United Machine Workers' Association
- Merged into: Amalgamated Engineering Union
- Founded: 1844
- Dissolved: 1920
- Headquarters: 48 Plymouth Grove, Manchester
- Location: United Kingdom;
- Members: 14,000 (1915)
- Key people: Matthew Arrandale (Gen Sec)
- Affiliations: TUC, FEST, GFTU

= United Machine Workers' Association =

Former trade union of the United Kingdom

The United Machine Workers' Association was a trade union representing engineers in the United Kingdom.

The union was founded in 1844 in Manchester and initially grew only slowly, having to compete directly with the larger Amalgamated Society of Engineers (ASE) for members. Matthew Arrandale became secretary in 1885, when it still had only 371 members. Under his leadership, it grew rapidly. This enabled him to take the role full-time in 1887, and the union reached 2,500 members by 1891. That year, the union was a founder member of the Federation of Engineering and Shipbuilding Trades in 1891.

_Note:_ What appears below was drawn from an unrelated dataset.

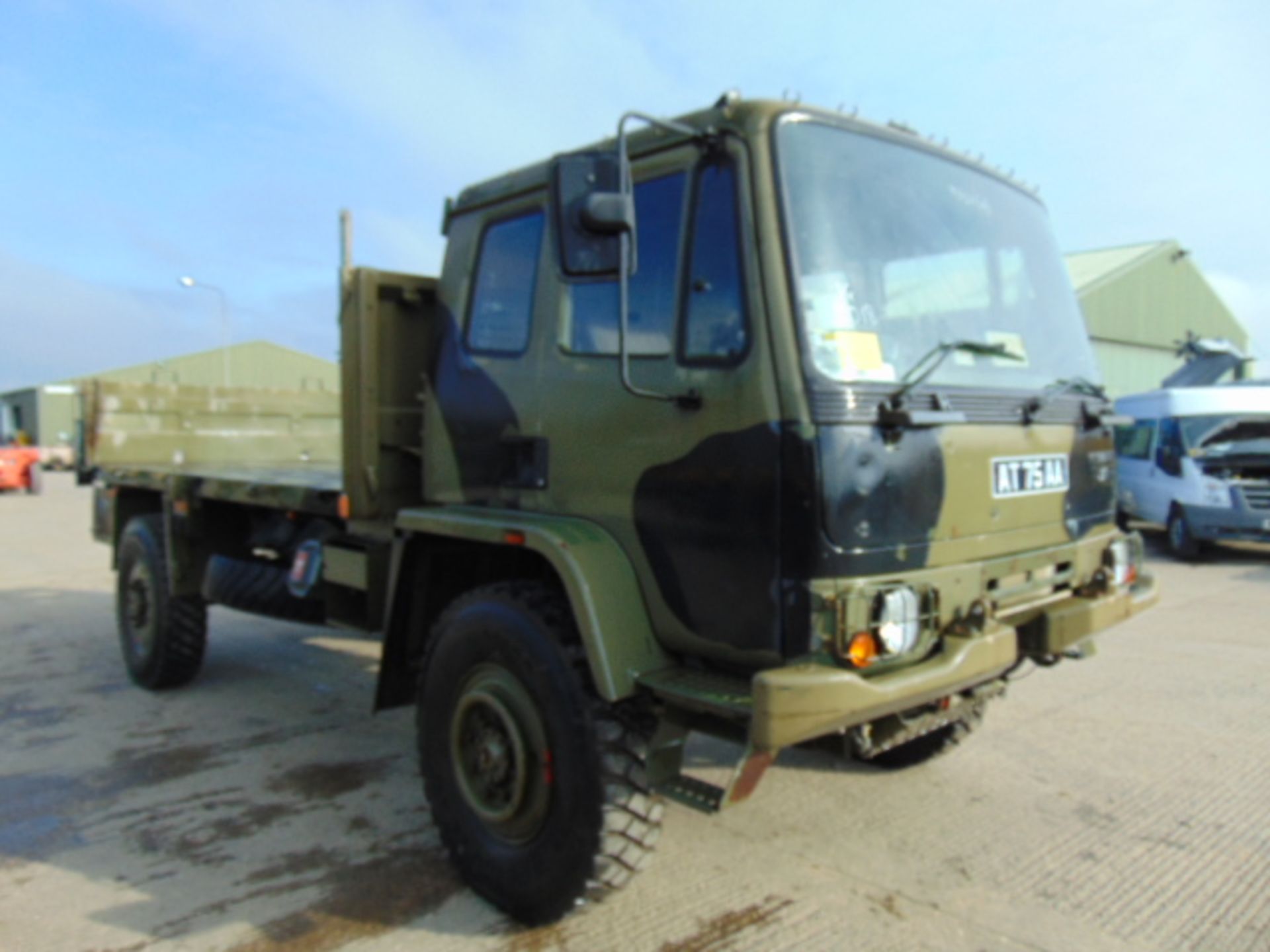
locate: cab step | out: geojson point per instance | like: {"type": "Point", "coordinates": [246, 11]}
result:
{"type": "Point", "coordinates": [702, 692]}
{"type": "Point", "coordinates": [710, 703]}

The union had 3,800 members by 1900, and again began growing quickly, with 14,000 in 1915. From 1916, it admitted all engineering workers who used machines, regardless of level of skill or training. Following World War I, it began discussions on a possible merger with the ASE, and the two merged along with six other unions in 1920, forming the Amalgamated Engineering Union.